Actually, it was a photocopy folded twice and stuck in his notebook. It was from the school, and was in fact an invitation to an end-of-school dance for the 4e and 3e (i.e. 8th and 9th grades), the 2 highest grades at the school, a sort of junior-senior affair. It’s called “une balle” and that makes me very happy.

Elliot does not want to go. “I don’t want to ask a girl, and everyone will be going as couples,” he says. “I don’t want to get dressed up.” Don’t ask a girl, we say. Go with your friends, as a group. We are sure that there will be plenty of others who go that way, and a friend whose daughter went to the same school says the same thing. We tell him, Wear that suit we bought you at a thrift store in England last summer for the murder mystery dinner you got invited to, where you ended up getting to be the detective.

He isn’t sure, but I am. The French schools don’t have dances like American schools do. They just have this one, and you only have 2 opportunities to go to it. He shouldn’t miss it.
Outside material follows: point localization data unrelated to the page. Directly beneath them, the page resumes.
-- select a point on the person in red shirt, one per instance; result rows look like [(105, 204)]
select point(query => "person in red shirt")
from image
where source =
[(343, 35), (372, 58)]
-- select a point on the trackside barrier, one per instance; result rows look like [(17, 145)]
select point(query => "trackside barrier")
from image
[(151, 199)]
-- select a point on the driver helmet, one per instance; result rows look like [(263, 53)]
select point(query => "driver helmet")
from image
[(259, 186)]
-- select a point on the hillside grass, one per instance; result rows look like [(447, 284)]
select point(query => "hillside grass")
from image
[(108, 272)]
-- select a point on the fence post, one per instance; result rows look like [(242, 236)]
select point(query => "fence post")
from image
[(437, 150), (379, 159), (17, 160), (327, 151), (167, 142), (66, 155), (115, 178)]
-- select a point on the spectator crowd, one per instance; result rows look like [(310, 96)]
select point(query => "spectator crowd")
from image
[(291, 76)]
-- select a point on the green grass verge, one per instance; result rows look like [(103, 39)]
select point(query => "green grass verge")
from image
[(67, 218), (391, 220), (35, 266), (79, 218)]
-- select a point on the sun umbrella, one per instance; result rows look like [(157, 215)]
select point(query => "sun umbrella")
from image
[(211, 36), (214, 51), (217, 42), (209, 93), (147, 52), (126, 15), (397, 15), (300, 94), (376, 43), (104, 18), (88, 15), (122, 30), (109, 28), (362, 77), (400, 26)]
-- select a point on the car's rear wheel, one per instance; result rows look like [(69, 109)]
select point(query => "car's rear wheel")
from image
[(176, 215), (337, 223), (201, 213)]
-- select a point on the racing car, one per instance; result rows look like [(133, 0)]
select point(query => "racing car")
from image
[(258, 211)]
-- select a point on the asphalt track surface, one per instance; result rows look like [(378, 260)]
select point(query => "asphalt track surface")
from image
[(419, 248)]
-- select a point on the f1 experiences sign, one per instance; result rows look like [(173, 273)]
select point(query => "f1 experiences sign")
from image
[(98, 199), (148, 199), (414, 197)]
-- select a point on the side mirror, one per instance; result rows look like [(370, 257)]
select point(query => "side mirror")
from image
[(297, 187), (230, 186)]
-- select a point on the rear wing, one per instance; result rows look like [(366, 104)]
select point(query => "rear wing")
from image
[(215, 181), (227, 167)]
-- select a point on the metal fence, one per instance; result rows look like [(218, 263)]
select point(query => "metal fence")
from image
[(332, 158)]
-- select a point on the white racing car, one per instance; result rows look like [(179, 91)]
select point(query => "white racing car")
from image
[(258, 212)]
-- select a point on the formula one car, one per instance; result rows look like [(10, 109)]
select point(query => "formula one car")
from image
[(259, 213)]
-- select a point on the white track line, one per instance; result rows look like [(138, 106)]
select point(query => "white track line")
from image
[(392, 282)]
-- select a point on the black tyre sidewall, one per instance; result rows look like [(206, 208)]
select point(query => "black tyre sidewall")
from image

Our lives are so transitional. I wrote that sentence and then set down my computer for a minute, and coming back I find it to have a deeper meaning than I intended. What I meant was simply that we have moved a lot in our time, and I’m all for the kids experiencing everything they can in whatever place we’re in. That’s true for our family in particular, but it’s true for all people anywhere. Get off the couch. Take a little risk. Go to the dance. Wear the thrift store suit—it’s surprisingly cute and fun. Don’t be shy.

And of course this advice comes in part because in 8th grade, I probably wouldn’t have gone to the ball.

I’ll let you know what happens. Maybe even with pictures, if such a thing proves possible.